Every time a rocket is fired from Gaza it is a propaganda opportunity for the Israeli government, who are very well organised on that front. Labelling Hamas a terrorist organisation and persuading western governments not to recognize a legitimately elected government was masterly.
Of course their supporters in the diaspora are well placed to label any criticism of Israel in the West as anti-Semitic and few in Europe or the States dare to criticise Israel directly. It is not anti-Semitic to criticise a government capable of launching a war against the population of Gaza and killing over 1,300 Palestinians principally in an attempt to get themselves re-elected. (Winter 2008-2009). The Israeli casualty count in that three week conflict was 13 of which 10 were defence force personnel.

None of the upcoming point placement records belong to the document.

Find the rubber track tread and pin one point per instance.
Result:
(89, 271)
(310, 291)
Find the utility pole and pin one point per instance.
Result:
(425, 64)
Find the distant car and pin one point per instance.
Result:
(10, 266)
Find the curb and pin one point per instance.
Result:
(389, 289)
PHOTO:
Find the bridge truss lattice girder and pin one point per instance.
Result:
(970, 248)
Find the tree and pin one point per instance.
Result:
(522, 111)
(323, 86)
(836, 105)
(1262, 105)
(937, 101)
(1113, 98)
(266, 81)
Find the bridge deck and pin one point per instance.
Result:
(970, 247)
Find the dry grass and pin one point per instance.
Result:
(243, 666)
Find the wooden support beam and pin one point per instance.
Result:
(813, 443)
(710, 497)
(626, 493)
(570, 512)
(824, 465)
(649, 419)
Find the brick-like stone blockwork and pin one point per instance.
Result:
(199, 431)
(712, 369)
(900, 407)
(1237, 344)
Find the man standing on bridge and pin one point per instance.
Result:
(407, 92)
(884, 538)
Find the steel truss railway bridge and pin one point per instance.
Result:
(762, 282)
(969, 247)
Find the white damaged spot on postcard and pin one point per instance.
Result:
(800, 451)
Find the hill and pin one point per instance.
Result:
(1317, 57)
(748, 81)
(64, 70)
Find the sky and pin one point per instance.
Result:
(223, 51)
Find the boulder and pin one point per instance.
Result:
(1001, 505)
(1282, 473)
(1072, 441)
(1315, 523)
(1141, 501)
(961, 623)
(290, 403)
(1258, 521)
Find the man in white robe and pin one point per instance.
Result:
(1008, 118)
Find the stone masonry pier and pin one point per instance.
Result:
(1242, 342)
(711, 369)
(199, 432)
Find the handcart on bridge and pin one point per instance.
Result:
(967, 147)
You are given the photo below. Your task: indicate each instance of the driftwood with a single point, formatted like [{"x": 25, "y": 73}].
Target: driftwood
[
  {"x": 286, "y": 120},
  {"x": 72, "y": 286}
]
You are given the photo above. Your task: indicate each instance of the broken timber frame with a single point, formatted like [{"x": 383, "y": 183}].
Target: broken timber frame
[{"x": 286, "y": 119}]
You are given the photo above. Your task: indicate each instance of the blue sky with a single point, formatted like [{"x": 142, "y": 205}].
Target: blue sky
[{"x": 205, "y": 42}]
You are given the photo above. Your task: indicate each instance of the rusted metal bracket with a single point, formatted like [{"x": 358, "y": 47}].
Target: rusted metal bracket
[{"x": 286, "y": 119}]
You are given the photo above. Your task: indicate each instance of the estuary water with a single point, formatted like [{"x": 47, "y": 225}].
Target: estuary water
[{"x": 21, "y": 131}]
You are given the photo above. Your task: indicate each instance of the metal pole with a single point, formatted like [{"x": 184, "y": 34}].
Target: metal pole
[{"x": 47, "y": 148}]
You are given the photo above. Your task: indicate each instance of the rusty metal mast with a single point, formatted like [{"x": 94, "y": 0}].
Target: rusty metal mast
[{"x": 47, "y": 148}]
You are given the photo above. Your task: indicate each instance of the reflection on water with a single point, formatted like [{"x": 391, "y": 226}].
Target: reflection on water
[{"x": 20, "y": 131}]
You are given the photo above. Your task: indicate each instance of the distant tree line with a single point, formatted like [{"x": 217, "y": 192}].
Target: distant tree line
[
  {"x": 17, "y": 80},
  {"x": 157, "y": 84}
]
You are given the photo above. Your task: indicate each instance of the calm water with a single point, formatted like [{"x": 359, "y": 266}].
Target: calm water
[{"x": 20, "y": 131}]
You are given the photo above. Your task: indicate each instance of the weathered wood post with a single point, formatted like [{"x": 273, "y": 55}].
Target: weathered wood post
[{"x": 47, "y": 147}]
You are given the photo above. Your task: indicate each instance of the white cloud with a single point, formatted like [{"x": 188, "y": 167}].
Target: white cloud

A 100 to 1 casualty ratio is not untypical for Palestinian Israeli conflicts, a grotesque extension of the biblical “an eye for an eye” doctrine, which seems to be considered acceptable in Israel and in the West.
I have great difficulty in understanding how a state, founded on the ashes and corpses of 6 million Jews and brought into being after a Zionist terrorist campaign in Palestine, can behave so inhumanely to the citizens of the land which it continues to occupy illegally. The oppressed have become the oppressors and they have persuaded the West to accept that what they do is legitimate.
If the outcry over the Flotilla incident hardens into a loss of patience with Israel perhaps 9 more people will not have died in vain. Egypt has lifted the blockade of Gaza and must put an end to it for good. Western governments should openly criticise Israel’s oppression of the Palestinians and demand that they negotiate a real peace. The initiative is with Obama but he is just the last of a long line of Presidents scared of the Jewish lobby in the States and, although he has now called for the blockade to be lifted, will he actually do anything?
Meanwhile individuals should boycott Israeli produce until some results begin to come from peace talks. In the UK I boycotted Israeli produce for many years. In France there is very little on sale so I am forced to resort to blogging instead.